Увы! Я-то знал, что я совсем не такой, что любая, самая высокая мысль оставляет меня холодным, что я счастлив, когда я просто брожу, счастлив, если у меня хорошее самочувствие; я-то знал, что жду от жизни чисто физических наслаждений, знал, как легко было бы мне ни о чем не думать. Среди своих радостей я не отличал тех, что проистекали из иных, более или менее глубоких и постоянных источников, а потому, отвечая Берготу, я подумал, что мне хотелось бы познакомиться с герцогиней Германтской, хотелось бы почаще ощущать, как в старой податной конторе на Елисейских полях, сырость, напоминавшую мне Комбре. Ну, а такой жизненный идеал, — идеал, о котором я не смел заикнуться Берготу, — для духовных радостей места не оставлял.
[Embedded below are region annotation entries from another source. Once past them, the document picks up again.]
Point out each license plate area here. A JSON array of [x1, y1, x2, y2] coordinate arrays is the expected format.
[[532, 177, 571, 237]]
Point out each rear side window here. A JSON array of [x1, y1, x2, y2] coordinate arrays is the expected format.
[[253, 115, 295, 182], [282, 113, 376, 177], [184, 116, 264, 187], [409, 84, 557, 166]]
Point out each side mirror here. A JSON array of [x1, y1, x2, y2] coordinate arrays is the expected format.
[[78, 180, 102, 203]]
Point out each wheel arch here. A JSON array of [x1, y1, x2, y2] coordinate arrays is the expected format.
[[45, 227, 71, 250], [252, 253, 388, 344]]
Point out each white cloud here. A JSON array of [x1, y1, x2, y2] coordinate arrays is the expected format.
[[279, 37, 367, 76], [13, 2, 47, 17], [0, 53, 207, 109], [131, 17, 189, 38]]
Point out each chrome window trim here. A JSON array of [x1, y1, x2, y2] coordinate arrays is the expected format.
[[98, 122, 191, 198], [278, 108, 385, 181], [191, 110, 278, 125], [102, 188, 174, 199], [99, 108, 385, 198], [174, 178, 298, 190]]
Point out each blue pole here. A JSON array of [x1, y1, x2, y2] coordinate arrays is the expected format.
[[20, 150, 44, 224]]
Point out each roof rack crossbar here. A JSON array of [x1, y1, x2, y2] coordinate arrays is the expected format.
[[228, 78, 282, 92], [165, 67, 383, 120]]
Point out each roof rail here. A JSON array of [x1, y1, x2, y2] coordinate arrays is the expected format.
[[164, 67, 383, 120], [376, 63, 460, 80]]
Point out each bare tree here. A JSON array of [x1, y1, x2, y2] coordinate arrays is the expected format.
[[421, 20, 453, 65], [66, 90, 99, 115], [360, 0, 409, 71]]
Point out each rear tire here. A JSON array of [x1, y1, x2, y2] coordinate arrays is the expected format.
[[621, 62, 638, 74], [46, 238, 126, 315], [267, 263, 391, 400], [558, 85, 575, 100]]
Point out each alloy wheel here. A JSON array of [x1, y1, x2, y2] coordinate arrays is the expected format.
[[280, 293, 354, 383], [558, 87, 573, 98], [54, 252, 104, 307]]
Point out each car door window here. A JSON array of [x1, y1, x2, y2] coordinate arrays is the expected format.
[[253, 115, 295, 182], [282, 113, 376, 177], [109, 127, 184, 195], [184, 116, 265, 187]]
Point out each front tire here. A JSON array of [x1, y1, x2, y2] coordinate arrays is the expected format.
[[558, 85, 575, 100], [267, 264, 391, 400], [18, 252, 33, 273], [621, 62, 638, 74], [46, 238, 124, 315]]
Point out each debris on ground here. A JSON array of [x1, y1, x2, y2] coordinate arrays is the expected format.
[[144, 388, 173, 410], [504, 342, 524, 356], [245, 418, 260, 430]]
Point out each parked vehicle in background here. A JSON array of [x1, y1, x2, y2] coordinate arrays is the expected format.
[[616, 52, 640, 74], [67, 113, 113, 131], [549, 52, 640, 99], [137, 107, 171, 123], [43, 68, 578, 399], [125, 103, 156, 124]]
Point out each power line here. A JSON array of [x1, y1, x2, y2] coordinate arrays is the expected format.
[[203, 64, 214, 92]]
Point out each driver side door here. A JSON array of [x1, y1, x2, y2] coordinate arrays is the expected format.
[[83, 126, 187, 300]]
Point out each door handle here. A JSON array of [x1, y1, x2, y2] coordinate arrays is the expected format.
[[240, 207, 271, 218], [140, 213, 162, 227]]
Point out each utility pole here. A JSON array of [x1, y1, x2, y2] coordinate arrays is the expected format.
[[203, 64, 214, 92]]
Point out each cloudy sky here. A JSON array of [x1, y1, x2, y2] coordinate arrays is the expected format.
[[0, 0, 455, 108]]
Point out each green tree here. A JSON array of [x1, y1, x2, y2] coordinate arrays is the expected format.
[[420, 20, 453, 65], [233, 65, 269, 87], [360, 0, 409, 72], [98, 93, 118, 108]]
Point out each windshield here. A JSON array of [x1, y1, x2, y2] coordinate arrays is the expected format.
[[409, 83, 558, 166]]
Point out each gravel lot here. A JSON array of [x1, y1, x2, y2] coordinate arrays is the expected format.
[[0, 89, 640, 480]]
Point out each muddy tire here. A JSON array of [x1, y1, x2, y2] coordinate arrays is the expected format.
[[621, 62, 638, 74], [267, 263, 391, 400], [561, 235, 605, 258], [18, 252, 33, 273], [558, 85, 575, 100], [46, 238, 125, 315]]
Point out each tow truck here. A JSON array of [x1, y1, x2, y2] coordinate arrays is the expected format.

— Нет, духовные радости для меня мало что значат, я к ним и не стремлюсь, я даже не знаю, испытывал ли я их когда-нибудь.
— Ну что вы! — воскликнул Бергот. — Да нет, послушайте: все-таки вы их ни на что другое не променяете, — иначе я вас себе не представляю, я в этом уверен.
Разумеется, он меня не переубедил, но дышалось мне теперь легче, свободнее. После разговора с маркизом де Норпуа я стал смотреть на свою мечтательность, восторженность, доверчивость как на нечто чисто субъективное, ненастоящее. А из слов Бергота, который как будто понимал меня, вытекало, что мои сомнения, мое недовольство собой нельзя принимать всерьез. Особенно его мнение о маркизе де Норпуа ослабляло силу приговора, который мне до сих пор представлялся обжалованию не подлежащим.